SADTU is a subsidiary of the Congress of South African Trade Unions (COSATU), a member of the ruling Tripartite Alliance, together with the ANC and South African Communist Party.

The recent move will significantly destabilise the Liberal opposition’s budgetary process in the Western Cape, the only province it governs. They are forced to make R248 million in cuts under current conditions.

WCED head Brent Walters, in the recent budget circular, outlined stringent measures, citing the exclusion of substitute posts, excluding maternity leave scenarios. Acting appointments against vacant substantive School Management Team (SMT) posts, excluding principal posts, will not be facilitated.

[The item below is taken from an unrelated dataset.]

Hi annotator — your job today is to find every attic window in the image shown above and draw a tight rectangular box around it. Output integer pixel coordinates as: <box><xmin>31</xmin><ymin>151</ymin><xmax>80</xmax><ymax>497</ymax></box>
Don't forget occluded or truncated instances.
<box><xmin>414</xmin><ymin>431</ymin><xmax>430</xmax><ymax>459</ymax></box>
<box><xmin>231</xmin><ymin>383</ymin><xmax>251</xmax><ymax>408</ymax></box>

Additionally, the filling of all office-based public service posts will be frozen, with activation limited to critical positions upon approval. These measures, effective from April 1, 2024, aim to stabilize the affordable post landscape within the confines of cost containment.

SADTU’s provincial secretary, Sibongile Kwazi, expressed dissatisfaction, and contends that substitutes being available only for educators on maternity leave could lead to unmanageable class sizes, especially in schools unable to afford substitutes. The circular’s silence on educators on incapacity leave and ill-health retirement raised concerns about the potential impact on academic outcomes.

Of course, SADTU was not concerned as to how else to make up for the funding shortfall.

The disagreement extends to the formal vacancy list for filling Post Level 1 vacancies, with SADTU proposing an alternative approach through Section 6A of the Employment of Educators Act, which governs the “first appointment or appointment after break in service of educator”.

The section requires all appointments for the filling of vacancies by teachers who have stood down for a period of time greater than a year to be run through the department heads. This imposes a significant paperwork requirement.

Education MEC David Maynier attributed his actions to a substantial R716.4 million cut from the National Treasury, forcing a realignment of priorities and inevitably impacting plans for learner expansion and infrastructure development.

As the WCED walks this budgetary tightrope, the intersection of financial constraints and educational imperatives underscores the delicate balance required to navigate the challenges ahead.